Uwajima Castle (Ehime Prefecture)

Uwajima Castle in Uwajima City, Ehime Prefecture, Shikoku is one of just 12 castles across Japan with the keep remaining in original condition. It is recognized as having one of the smallest keeps too. Uwajima Castle is a relatively difficult to reach, and therefore rarely visited castle.


Uwajima Castle, one of just 12 remaining keeps in original condition


Fortifications were first built on the hill in 941. In 1236, those fortifications were expanded upon and at that time the castle was known as Marukushi Castle. It later came under the control of the Chosokabe clan, who faced attack from the powerful Otomo clan.
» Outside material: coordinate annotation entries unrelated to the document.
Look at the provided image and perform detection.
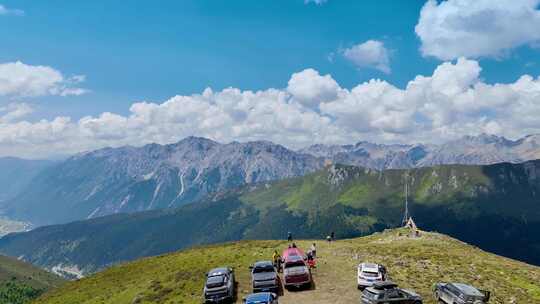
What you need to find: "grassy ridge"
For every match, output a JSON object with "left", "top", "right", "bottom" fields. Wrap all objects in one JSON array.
[
  {"left": 0, "top": 256, "right": 64, "bottom": 304},
  {"left": 0, "top": 161, "right": 540, "bottom": 274},
  {"left": 35, "top": 229, "right": 540, "bottom": 304}
]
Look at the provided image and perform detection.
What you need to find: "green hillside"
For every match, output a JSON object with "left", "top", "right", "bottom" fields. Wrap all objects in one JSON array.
[
  {"left": 35, "top": 229, "right": 540, "bottom": 304},
  {"left": 0, "top": 161, "right": 540, "bottom": 274},
  {"left": 0, "top": 256, "right": 64, "bottom": 304}
]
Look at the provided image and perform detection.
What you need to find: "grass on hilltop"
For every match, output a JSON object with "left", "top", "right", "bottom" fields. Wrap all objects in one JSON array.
[{"left": 35, "top": 230, "right": 540, "bottom": 304}]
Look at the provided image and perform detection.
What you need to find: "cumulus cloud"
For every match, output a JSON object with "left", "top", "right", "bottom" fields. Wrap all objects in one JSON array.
[
  {"left": 304, "top": 0, "right": 328, "bottom": 5},
  {"left": 415, "top": 0, "right": 540, "bottom": 60},
  {"left": 342, "top": 40, "right": 391, "bottom": 74},
  {"left": 0, "top": 103, "right": 33, "bottom": 124},
  {"left": 0, "top": 61, "right": 87, "bottom": 97},
  {"left": 287, "top": 69, "right": 341, "bottom": 108},
  {"left": 0, "top": 58, "right": 540, "bottom": 157},
  {"left": 0, "top": 4, "right": 24, "bottom": 16}
]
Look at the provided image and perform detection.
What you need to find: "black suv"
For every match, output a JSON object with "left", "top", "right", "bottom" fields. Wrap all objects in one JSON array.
[
  {"left": 204, "top": 267, "right": 235, "bottom": 303},
  {"left": 433, "top": 283, "right": 491, "bottom": 304},
  {"left": 361, "top": 281, "right": 422, "bottom": 304},
  {"left": 250, "top": 261, "right": 279, "bottom": 293}
]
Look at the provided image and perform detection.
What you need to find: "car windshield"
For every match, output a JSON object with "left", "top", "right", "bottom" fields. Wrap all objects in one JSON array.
[
  {"left": 363, "top": 289, "right": 382, "bottom": 300},
  {"left": 206, "top": 275, "right": 226, "bottom": 285},
  {"left": 285, "top": 261, "right": 305, "bottom": 268},
  {"left": 362, "top": 271, "right": 379, "bottom": 278},
  {"left": 253, "top": 265, "right": 274, "bottom": 273}
]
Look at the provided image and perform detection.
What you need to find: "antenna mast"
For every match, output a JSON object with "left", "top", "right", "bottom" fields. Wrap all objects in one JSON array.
[{"left": 403, "top": 172, "right": 410, "bottom": 226}]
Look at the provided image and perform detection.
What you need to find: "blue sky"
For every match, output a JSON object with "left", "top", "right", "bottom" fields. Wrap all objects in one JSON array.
[
  {"left": 0, "top": 0, "right": 540, "bottom": 157},
  {"left": 0, "top": 0, "right": 430, "bottom": 116}
]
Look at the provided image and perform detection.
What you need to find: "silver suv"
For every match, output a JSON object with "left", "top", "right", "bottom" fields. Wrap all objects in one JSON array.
[{"left": 433, "top": 283, "right": 490, "bottom": 304}]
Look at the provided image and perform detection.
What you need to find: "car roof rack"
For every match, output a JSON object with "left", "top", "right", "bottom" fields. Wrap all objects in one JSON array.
[{"left": 373, "top": 281, "right": 398, "bottom": 289}]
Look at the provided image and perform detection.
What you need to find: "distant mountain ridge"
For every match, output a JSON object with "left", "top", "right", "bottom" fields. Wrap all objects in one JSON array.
[
  {"left": 5, "top": 134, "right": 540, "bottom": 225},
  {"left": 0, "top": 160, "right": 540, "bottom": 275},
  {"left": 0, "top": 157, "right": 54, "bottom": 201},
  {"left": 299, "top": 134, "right": 540, "bottom": 170},
  {"left": 6, "top": 137, "right": 323, "bottom": 225}
]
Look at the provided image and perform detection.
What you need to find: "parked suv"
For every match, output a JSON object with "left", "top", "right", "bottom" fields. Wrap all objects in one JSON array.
[
  {"left": 250, "top": 261, "right": 279, "bottom": 292},
  {"left": 357, "top": 263, "right": 386, "bottom": 289},
  {"left": 204, "top": 267, "right": 235, "bottom": 303},
  {"left": 244, "top": 292, "right": 278, "bottom": 304},
  {"left": 361, "top": 281, "right": 422, "bottom": 304},
  {"left": 282, "top": 248, "right": 311, "bottom": 287},
  {"left": 433, "top": 283, "right": 491, "bottom": 304}
]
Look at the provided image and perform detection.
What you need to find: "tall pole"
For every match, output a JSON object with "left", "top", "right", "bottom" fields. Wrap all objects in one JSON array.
[{"left": 403, "top": 173, "right": 409, "bottom": 226}]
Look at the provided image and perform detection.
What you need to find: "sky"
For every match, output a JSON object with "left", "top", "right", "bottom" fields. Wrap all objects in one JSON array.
[{"left": 0, "top": 0, "right": 540, "bottom": 158}]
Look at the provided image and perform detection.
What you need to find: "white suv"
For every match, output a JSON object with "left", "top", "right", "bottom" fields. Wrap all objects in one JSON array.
[{"left": 357, "top": 263, "right": 386, "bottom": 289}]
Extensive stone walling surrounds the low mountain that supports Uwajima Castle

The small but sturdy keep of Uwajima Castle

Looking over the main Honmaru bailey from the keep

Uwajima watches over the city below

Toyotomi Hideyoshi took possession of the castle in 1585 as part of his subjugation of Shikoku, and placed his retainers in charge. The Todo clan were awarded the domain in 1595, and from then a major restoration of the previous fortifications were initiated by castle construction expert, Todo Takatora. The name of the castle was changed to Uwajima in 1601 upon completion, just before the Todo clan were transferred to Imabari Castle further north, and the Tomita clan were stationed at Uwajima.

Date Hidemune, son of the Sendai based Date clan was given the castle in 1615, and his descendants ruled until the end of the Edo period. The basic layout of the castle remains from Takatora’s days, but the stone walls, gates and yagura were completed by the Date clan. The Tenshu, one of the smallest keeps in Japan and designated an Important Cultural Property, was built in the 1670’s, but the keeps’ entranceway roofing section was added around 1850.
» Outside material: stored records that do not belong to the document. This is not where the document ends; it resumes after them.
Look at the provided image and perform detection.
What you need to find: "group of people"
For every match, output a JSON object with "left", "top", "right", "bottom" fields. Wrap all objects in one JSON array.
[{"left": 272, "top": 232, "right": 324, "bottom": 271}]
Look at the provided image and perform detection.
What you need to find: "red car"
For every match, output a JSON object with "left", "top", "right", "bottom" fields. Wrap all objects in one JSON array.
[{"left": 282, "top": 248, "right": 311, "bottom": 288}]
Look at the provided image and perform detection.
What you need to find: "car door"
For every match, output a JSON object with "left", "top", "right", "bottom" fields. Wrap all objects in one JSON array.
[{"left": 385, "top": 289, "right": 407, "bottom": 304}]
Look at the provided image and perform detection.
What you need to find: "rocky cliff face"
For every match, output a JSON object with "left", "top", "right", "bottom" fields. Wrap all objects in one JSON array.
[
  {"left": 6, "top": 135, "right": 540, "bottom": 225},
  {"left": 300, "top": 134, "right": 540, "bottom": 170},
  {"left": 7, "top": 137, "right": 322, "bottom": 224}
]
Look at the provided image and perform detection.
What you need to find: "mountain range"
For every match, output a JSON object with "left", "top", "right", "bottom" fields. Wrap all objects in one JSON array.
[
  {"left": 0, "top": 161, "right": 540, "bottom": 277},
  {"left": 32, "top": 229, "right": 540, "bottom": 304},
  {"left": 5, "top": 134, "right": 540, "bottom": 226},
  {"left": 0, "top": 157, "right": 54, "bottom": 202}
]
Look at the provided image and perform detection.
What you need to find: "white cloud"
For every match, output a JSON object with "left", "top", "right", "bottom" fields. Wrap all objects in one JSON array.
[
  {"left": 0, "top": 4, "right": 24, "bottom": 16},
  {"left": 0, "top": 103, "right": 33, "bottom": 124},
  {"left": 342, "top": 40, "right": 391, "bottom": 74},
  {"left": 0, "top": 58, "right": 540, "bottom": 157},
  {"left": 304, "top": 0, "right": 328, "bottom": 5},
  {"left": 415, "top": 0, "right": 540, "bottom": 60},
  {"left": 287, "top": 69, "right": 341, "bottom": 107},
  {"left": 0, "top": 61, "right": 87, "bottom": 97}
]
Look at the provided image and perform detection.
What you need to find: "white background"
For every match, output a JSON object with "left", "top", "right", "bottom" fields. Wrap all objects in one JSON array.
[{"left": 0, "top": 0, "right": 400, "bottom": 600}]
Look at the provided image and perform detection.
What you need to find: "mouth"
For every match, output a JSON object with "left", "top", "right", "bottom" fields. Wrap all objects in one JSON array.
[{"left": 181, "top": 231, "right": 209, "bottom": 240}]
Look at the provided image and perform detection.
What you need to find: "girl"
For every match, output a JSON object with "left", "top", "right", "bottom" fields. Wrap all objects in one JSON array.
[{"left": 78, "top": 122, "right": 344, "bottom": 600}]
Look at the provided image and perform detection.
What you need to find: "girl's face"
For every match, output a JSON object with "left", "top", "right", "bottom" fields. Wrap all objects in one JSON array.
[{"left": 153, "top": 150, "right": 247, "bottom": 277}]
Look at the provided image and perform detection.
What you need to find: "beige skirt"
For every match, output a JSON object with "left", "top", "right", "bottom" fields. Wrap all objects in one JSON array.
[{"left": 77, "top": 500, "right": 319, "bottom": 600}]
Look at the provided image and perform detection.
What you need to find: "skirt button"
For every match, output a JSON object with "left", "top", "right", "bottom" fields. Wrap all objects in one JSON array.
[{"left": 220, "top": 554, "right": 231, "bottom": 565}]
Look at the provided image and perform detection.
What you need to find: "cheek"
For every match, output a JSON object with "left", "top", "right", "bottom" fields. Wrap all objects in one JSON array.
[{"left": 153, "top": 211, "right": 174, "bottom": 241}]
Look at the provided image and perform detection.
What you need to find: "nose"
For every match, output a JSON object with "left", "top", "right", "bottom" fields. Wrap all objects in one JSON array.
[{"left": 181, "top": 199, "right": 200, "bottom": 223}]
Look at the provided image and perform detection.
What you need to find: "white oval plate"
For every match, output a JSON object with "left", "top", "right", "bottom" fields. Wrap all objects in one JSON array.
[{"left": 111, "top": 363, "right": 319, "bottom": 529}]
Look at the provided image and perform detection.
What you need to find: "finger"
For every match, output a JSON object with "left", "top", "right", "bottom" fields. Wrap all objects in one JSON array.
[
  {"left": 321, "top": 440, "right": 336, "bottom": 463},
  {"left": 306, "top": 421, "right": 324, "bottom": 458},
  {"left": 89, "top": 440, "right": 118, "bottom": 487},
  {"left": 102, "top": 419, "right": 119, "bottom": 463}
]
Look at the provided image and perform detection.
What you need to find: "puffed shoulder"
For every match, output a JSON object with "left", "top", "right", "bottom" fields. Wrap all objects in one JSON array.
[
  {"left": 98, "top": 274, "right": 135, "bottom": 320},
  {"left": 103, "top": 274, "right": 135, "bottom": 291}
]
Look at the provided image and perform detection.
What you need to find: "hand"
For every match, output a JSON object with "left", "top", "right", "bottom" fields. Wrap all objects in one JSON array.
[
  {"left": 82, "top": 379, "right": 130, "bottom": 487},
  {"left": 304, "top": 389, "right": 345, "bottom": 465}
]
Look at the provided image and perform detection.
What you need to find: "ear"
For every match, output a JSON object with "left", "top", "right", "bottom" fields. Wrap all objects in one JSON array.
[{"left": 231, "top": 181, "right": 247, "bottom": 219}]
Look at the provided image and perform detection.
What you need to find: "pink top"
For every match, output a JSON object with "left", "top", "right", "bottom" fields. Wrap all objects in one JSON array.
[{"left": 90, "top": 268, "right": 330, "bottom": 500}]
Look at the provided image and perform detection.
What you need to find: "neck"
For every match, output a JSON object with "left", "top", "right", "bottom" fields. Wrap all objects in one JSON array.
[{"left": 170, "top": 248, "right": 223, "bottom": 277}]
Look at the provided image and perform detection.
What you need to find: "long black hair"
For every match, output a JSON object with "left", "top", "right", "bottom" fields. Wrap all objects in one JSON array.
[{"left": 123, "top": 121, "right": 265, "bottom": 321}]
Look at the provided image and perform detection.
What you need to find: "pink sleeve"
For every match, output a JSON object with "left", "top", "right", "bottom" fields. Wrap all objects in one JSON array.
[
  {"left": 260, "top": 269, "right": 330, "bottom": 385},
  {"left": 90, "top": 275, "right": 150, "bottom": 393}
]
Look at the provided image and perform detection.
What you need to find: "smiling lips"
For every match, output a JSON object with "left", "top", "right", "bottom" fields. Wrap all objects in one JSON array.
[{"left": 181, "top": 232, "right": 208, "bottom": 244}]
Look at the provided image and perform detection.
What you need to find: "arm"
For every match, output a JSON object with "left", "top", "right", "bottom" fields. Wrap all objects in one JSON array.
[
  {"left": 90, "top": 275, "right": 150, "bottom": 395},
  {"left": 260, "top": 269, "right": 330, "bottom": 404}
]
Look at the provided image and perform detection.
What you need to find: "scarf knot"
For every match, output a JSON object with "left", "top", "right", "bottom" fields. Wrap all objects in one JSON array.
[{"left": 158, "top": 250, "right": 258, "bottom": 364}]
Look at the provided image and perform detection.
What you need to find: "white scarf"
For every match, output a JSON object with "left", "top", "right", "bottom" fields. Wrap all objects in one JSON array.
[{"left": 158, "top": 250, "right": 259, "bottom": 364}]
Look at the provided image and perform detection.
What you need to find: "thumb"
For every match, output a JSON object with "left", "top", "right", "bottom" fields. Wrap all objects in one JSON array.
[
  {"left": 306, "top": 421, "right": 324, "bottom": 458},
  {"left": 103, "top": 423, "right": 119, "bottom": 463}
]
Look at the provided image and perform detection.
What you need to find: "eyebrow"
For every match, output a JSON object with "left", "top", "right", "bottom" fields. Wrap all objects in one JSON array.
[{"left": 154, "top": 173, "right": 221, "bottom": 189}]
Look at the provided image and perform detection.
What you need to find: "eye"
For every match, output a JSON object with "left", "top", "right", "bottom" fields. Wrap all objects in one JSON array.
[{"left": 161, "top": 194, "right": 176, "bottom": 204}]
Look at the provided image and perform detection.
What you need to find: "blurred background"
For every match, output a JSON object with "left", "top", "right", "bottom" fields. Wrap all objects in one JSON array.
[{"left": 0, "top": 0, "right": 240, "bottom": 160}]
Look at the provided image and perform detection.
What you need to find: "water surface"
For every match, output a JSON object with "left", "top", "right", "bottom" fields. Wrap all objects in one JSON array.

Uwajima Castle keep verandah

The Tenshu-dai, keep base stonework, is made from closely fitted, precisely cut stones, and features a narrow ledge around the top. This style is called an Inu-michi, (literally “Dog’s Walk”). This edge exists at Uwajima because the keep was believed to have been built directly onto a softer, natural stone that started to erode and crumble, and so a stronger, heavier stone was used to cap the original keep base, leaving the small ledge around the top of the stonework.

Uwajima Castle’s Inu-Michi, Dog walk ledge

Decorative Hafu roofing features hinder gun range

Inside the keep, on the 3rd floor is a design model of the castle dating to the early Edo period, which was used to instruct the carpenters on the design of the castle during construction, and for when repairs were required. Also around the top of the 3rrd floor are some long, thin windows. These can only be found at Uwajima, and Himeji castles, and are ventilation windows to allow the smoke of matchlock guns out of the keep. (If these windows are closed, it may be hard to see them) Despite such well thought out design features, Uwajima Castle’s keep was not well designed for the possibility of attack. The sotogata-styled tenshu’s outer Hafu (triangular roof features) simply hinder window gun firing access and range of area covered.

Matchlock gun ventilation windows

Steep stairs of Uwajima’s keep

Inside Uwajima Castle’s keep

Uwajima remains one of just 12 keeps in original condition

Most people visit Uwajima from the town side, entering from the gate at the bottom of the hill. This isn’t the castle’s main gate, but was originally the main gate of the Kori clan residence, vassals of the Lord of Uwajima. The actual entryway to the castle, via the Nobori-Tachi-Mon is behind the mountain, on the opposite side of the town. This gate is an old-styled gate, called a Yakui-Mon, of the sort first used in temples, and later on in castle construction. This particular gate is believed to be the biggest and oldest Yakui-Mon in Japan, built between 1596 and 1615. It is not a Korai-Mon, the type of gate usually used in castles with reinforcing beams behind it with a U shaped roof, and is therefore quite rare. (It might be best to catch a taxi to the Nobori-Tachi Mon, climb from the reverse side, see the castle, then return via the gate on the town side.) The bottom of the hill itself once met the ocean, providing natural protection, and allowing ships to enter the castle confines itself. However, land-fill projects undertaken since the end of the Edo period now has the castle situated a distance inland.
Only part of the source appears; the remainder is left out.